In questo editoriale di didattica semplificata cercheremo di spiegare la funzione delle onde di Rossby e delle onde corte di Bjerknes

fro03

L’atmosfera può essere definita come una enorme macchina termica, capace rimuovere calore solare in surplus dalla fascia equatoriale per poi traferirlo verso le calotte polari per andare a ripristinare un deficit energetico su queste regioni.

Il promotore di tutto questo è il sole, senza il quale i moti atmosferici sarebbero capaci di cessare in poco più di 60 giorni. L’atmosfera è anche legata ai westerly. Se le correnti occidentali non deviassero mai dal loro percorso lungo i paralleli, non si avverrebbero mai e per nessun motivo scambi di calore tra aria calda equatoriale e fredda polare.

Rossby

Man mano che aumenta il contrasto termico tra le alte e le basse latitudini, le stesse correnti occidentali cominciano a a diventare fortissime e a causa di forzate ed improvvise deviazioni di percorso causate dalle montagne, oceani e continenti, cominciano ad oscillare lungo i così definiti “meridiani”.

Una volta che le Onde di Rossby vengono ad innescarsi , in genere tendono a divenire via via più ampie fino a giungere in modo molto alternativo sia sulle aree polari che in quelle equatoriali.

Quando le onde tendono ad allungarsi in modo molto ampio verso i meridiani, tendono a rompersi nell parte terminale (cut-off), isolando così dei vortici a circolazione oraria, pieni di aria calda, (anticiloni di blocco) alle alte latitudini e circolazione antioraria e vortici pieni di aria fredda verso le basse latitudini.

Viene a verificarsi attraverso uno scambio di calore tra aree polari ed equatoriali.

Tuttavia, lungo il tratto definito ascendente delle ondulazioni, si formano le onde di Bjerknes dalle cui evoluzione prendono vita i fronti che a loro volta sono responsabili del maltempo che colpirà in modo piuttosto unanime e contemporaneo molte aree delle medie latitudini.

La velocità di propagazione delle Onde di Rossby in fisica è espressa da una formula :

C (velocità) = U (la cui velocità è espressa in m/s e) ed è la componente media fro03verso ovest della velocità stessa della corrente.

L è la lunghezza d’onda.

C = U – 0.4 X L2

A parità di U, la velocità C di propagazione delle Onde di Rossby decresce al crescere della loro lunghezza d’onda. Le onde sono definite stazionarie quando C=0.

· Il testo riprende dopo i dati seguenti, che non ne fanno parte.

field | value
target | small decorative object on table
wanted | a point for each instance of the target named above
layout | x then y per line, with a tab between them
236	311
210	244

L’indice zonale, in genere tende a misurare la differenza di pressione orizzontale che c’è tra le due latitudini di 35° e 55°. Quando si è in presenza di un indice zonale molto elevato, le correnti occidentali sono molto veloci  e basta poco per innescare delle grandi ondulazioni meridiane.

Quando l’indice di misurazione è molto piccolo, le correnti occidentali sono debolissime. In queste condizioni si genera una componente ondulatoria molto sviluppata , stazionaria che da luogo a degli anticicloni di blocco capaci di resistere a lungo su una medesima area.